Mixed-convection flow of Al2O3–H2O nanofluid in a channel partially filled with porous metal foam: Experimental and numerical study

• Nanofluid mixed convection in a channel partly filled with metal foam is studied.
• Both experimental and numerical approaches are employed.
• Two-phase mixture model for nanofluid flow is considered.
• Effects of Brownian motion and thermophoresis of nanoparticles are taken into account.
• Forchheimer–Brinkman extended Darcy model is used in the porous region.

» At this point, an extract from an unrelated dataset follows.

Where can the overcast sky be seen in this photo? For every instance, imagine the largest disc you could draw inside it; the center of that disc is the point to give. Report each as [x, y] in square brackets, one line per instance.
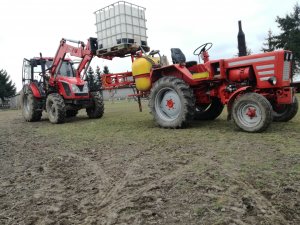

Mixed-convection flow of nanofluids inside a vertical rectangular channel partially filled with open-cell metal foam and subject to a constant wall-heat flux was investigated experimentally and numerically. Al2O3–water nanofluids with different concentrations were prepared and their stability was examined using UV–Vis spectroscopy. Dynamic light scattering method was used to determine particle size distribution of the nanofluid feedstock. The outlet temperature and pressure drop were measured for different nanofluid flow rates (i.e., Reynolds number values). In the numerical section, a two-dimensional volume-averaged form of the governing equations was used. The velocity and temperature profiles of nanofluid were obtained using finite difference method. Effects of nanoparticles Brownian and thermophoretic diffusions were taken into account in the governing equations and the local thermal equilibrium assumption was made for the solid and fluid phases. The simulation results were validated against those obtained experimentally and acceptable agreement was found.